The silver stripe in the middle is the train passing and below it is the oasis of Jalama Beach
It's just us campers and lots and LOTS of birds
Our local homeless guy.  He hangs around our campsite most days.
Did I say lots of birds

Wednesday, November 19, 2014

More o' Morro Bay and Morro Rock

As we prepared to leave Morro Bay and continue our trek south, we took really fond memories of the town with us.  And it was a great place for photography, some random highlights below.

I was struck with some similarities between Plymouth, where we used to live in Massachusetts, and Morro Bay.  They are both working fishing towns that have a nice waterfront, they both have a long sand spit enclosing the harbor and lots of moored boats, they both are in the vicinity of a nuclear power plant....and most importantly, THEY BOTH HAVE A ROCK!

Avila Beach and SLO

San Luis Obispo, know locally as "slo", is a historic California mission town, now home to a state university.  Like all these central coast towns have been, it is very clean and nice.  Only 15 minutes from the beach, great wine country, the university bringing some culture to the area, lots of reasons why people like living here.  The big drawback is how far it is away from major cities--200 miles to SF and 160 miles to LA, it is pretty much in the middle of nowhere.
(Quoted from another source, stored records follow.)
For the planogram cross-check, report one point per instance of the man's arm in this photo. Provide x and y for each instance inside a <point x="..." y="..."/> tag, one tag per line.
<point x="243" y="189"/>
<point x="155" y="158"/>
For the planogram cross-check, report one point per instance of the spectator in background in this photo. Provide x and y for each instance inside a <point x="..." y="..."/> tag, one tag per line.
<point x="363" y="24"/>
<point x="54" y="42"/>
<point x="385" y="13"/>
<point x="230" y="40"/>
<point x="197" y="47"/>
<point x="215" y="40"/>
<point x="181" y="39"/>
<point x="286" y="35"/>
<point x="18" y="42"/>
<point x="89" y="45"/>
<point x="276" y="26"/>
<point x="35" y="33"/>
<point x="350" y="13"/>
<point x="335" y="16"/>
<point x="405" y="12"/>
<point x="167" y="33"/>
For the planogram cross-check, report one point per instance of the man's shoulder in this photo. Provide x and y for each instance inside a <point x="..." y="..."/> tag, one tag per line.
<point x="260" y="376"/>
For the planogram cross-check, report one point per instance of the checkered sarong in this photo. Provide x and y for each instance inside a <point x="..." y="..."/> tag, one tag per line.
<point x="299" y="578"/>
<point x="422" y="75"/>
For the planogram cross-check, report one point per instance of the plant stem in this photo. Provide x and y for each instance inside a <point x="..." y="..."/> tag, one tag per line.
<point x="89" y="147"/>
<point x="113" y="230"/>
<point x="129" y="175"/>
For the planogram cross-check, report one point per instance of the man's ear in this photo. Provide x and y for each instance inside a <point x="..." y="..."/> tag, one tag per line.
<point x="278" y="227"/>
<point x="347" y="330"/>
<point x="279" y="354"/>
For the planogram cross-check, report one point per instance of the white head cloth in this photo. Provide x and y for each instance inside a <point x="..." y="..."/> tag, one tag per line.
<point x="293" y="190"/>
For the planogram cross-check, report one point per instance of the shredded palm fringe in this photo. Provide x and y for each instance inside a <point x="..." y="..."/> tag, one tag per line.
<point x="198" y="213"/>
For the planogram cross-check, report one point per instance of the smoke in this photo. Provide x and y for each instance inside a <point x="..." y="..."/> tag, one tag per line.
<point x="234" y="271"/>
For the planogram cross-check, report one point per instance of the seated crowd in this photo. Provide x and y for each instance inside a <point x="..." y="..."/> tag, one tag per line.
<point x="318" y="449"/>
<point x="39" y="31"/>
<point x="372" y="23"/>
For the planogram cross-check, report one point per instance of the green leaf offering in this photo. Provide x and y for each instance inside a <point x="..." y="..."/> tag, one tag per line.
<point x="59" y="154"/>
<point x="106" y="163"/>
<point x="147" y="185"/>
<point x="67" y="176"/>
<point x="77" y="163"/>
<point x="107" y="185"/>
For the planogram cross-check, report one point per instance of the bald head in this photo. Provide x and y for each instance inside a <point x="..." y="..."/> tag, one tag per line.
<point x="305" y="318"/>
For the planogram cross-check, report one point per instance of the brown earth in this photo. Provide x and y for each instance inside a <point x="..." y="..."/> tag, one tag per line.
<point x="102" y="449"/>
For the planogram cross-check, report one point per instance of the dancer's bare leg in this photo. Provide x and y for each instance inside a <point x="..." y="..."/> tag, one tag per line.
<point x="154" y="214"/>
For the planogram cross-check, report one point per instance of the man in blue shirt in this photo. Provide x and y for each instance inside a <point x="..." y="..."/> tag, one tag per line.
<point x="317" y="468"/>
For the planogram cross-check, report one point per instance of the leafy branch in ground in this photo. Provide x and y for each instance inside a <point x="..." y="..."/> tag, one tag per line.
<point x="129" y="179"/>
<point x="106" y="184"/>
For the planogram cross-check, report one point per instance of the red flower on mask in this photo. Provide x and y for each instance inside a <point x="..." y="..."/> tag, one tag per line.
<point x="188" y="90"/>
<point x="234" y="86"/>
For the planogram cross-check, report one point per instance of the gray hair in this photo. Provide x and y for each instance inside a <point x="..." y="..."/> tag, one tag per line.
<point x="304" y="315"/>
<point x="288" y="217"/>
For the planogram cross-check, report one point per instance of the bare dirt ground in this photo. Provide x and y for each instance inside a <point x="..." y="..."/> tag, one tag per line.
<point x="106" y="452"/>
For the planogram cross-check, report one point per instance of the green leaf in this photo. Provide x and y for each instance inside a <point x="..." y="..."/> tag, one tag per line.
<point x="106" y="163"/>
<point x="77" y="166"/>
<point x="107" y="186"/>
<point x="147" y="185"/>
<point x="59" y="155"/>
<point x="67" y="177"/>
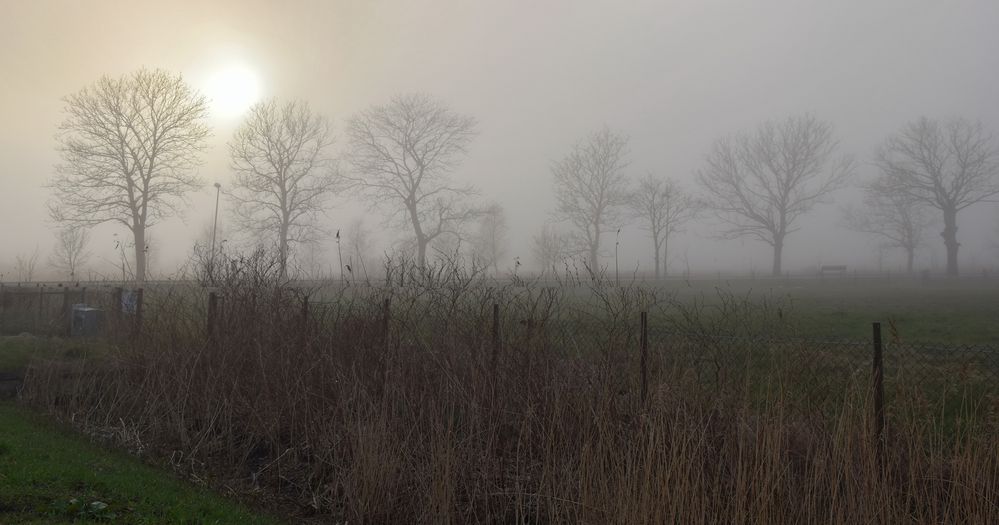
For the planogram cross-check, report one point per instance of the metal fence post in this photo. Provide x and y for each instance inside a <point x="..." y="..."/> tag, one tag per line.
<point x="645" y="354"/>
<point x="137" y="328"/>
<point x="67" y="311"/>
<point x="41" y="307"/>
<point x="116" y="310"/>
<point x="212" y="319"/>
<point x="879" y="387"/>
<point x="385" y="321"/>
<point x="495" y="337"/>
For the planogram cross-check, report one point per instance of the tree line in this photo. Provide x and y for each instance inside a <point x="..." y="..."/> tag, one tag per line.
<point x="130" y="146"/>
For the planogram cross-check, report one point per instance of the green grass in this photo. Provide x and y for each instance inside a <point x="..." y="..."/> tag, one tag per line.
<point x="50" y="475"/>
<point x="941" y="311"/>
<point x="16" y="352"/>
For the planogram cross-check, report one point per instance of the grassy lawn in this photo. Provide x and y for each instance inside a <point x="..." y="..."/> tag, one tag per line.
<point x="951" y="313"/>
<point x="50" y="475"/>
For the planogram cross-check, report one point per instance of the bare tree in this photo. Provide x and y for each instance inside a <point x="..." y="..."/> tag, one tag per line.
<point x="70" y="252"/>
<point x="402" y="155"/>
<point x="284" y="174"/>
<point x="896" y="218"/>
<point x="761" y="183"/>
<point x="948" y="166"/>
<point x="550" y="247"/>
<point x="490" y="241"/>
<point x="129" y="147"/>
<point x="663" y="207"/>
<point x="590" y="188"/>
<point x="25" y="266"/>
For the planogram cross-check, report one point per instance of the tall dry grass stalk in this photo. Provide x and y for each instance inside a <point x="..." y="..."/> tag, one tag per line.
<point x="358" y="416"/>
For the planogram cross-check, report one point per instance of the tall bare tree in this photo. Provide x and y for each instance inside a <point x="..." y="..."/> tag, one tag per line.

We took a short trip to SLO to check out the mission, hang out downtown, then headed 10 miles to Avila Beach to see their lighthouse.

Mission San Luis Opisbo, 1772, much more restored and in active use than other missions we've seen
Downtown SLO is shaded with huge trees and very active
One big claim to fame for SLO is bubble gum alley, Only about 6 feet wide and about 30 feet long, the walls are enitely covered with gum from the ground up to about 9 feet high
Avila Beach is a lovely little town and beach, but was once the site of a major oil contamination.  Much of the town was razed and nearly 7,000 truckloads of contaminated soil were hauled off by Unocal in the late 1990's
Probably the cutest lighthouse we've ever seen. Build in 1890, it still has the original paint colors, but the light has been replaced with an electrical one nearby.
The view from the top of the lighthouse.
Only trolleys can go up the access road to the lighthouse--it is a harrowing, but beautiful ride up a one-lane road.